Meskipun rezim Zionis Israel tampaknya lebih unggul dalam hal jumlah korban jiwa, mayoritas orang yang menjadi korban di Gaza adalah warga sipil. Namun, Perlawanan tidak menunjukkan tanda-tanda kelelahan, seperti yang diamati oleh para ahli Zionis Israel sendiri, yang secara terbuka mengakui kemampuan baru perlawanan. Perjuangan warga Arab Palestina adalah perjuangan hak untuk kembali, yang telah berlangsung sejak tahun 1948. Kegigihan perjuangan tersebut mendelegitimasi anggapan bahwa Zionis “Israel” itu sendiri adalah sebuah negara bahkan setelah melewati garis pemisah tahun 1948. Bagaimanapun, sebuah negara harus menjamin ketertiban atas wilayah yang ditentukan, yang belum dan tidak dapat dicapai oleh Zionis “Israel” karena perjuangan pembebasan Palestina bertepatan dengan perjuangan proletariat internasional untuk emansipasi.
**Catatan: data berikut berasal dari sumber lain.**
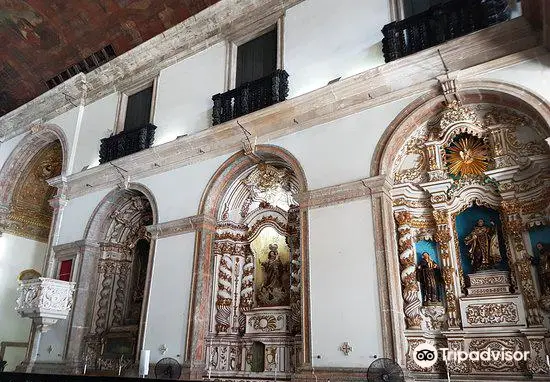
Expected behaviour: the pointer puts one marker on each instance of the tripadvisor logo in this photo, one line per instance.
(426, 355)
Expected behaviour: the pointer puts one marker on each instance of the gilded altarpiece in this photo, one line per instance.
(470, 187)
(255, 326)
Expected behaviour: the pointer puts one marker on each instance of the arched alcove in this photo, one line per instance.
(118, 279)
(251, 283)
(24, 192)
(470, 175)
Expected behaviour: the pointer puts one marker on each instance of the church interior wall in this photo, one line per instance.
(16, 254)
(78, 212)
(185, 90)
(340, 151)
(169, 299)
(315, 54)
(178, 192)
(344, 286)
(533, 74)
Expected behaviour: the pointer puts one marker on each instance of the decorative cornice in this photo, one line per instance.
(181, 226)
(341, 193)
(222, 21)
(360, 92)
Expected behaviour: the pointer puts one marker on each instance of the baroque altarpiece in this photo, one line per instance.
(255, 328)
(471, 196)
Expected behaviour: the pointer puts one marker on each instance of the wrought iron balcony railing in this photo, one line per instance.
(126, 143)
(250, 96)
(441, 23)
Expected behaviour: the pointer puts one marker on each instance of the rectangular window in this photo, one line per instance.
(65, 270)
(138, 109)
(257, 58)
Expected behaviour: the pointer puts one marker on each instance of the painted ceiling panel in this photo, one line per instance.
(41, 38)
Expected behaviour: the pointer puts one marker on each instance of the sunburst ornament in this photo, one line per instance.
(467, 156)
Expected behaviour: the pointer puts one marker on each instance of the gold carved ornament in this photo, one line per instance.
(31, 213)
(467, 156)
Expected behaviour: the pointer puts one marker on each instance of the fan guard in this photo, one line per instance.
(385, 370)
(168, 368)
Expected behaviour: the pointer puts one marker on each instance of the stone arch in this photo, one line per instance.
(408, 211)
(114, 235)
(213, 209)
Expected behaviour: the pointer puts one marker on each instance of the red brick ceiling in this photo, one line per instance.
(41, 38)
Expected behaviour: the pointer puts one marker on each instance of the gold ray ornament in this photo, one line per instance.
(467, 156)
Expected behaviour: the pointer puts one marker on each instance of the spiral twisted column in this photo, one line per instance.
(247, 288)
(443, 239)
(519, 259)
(223, 298)
(410, 289)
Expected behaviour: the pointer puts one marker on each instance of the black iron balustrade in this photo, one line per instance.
(250, 96)
(441, 23)
(126, 143)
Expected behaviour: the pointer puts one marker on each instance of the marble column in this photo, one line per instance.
(201, 298)
(443, 238)
(58, 204)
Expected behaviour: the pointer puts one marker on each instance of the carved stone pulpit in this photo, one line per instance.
(45, 301)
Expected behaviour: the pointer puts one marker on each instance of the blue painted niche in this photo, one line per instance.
(466, 221)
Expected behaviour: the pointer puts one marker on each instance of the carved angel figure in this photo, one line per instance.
(483, 248)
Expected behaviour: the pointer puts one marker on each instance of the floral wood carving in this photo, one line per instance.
(491, 314)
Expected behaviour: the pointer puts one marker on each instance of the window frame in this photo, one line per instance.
(130, 90)
(233, 42)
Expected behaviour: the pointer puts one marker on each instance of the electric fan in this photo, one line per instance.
(168, 368)
(385, 370)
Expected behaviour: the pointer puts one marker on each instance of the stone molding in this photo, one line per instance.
(341, 193)
(181, 226)
(351, 95)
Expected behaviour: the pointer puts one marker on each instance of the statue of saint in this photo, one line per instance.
(428, 275)
(274, 290)
(543, 268)
(483, 248)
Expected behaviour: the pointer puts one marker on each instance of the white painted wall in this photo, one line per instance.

Meskipun tidak ada satupun tujuan Zionis “Israel” di Gaza yang tercapai, tujuannya untuk menghancurkan wilayah tersebut terus berlanjut. Sejauh ancaman eksistensial hilang, pembangunan dan harapan hidup di wilayah tersebut telah menurun dibandingkan potensinya karena perang yang dilakukan Zionis “Israel” di wilayah tersebut. Kita harus melihat kesenjangan harapan hidup antara orang-orang Arab dan Israel untuk melihat bahwa orang-orang Arab telah kehilangan potensi mereka untuk kehidupan dan kehidupan yang lebih baik. Sementara itu, upaya diplomasi untuk normalisasi regional tentu saja telah gagal, dan rezim China telah merusak moral rezim Zionis di panggung global. Perjanjian normalisasi Saudi-Zionis Israel ditunda karena rasa malu, dan terutama karena dalam perang kelas regional, rezim-rezim Arab yang reaksioner adalah mitra kelas Zionisme. Perjuangan politik apa pun di dunia Muslim berubah menjadi perjuangan yang menempatkan persoalan Palestina sebagai fokus hanya karena massa mengakui bahwa kelas-kelas reaksioner mempunyai struktur kekuasaan yang sama dengan imperialisme Zio. Perpanjangan dan perluasan perang dengan Zionis “Israel” akan menunjukkan bahwa Zionis “Israel”, dan AS tidak terkalahkan, sementara gambaran kekuatan rezim-rezim reaksioner yang berkuasa akan hancur dan meninggalkan pintu terbuka bagi pemberontakan rakyat.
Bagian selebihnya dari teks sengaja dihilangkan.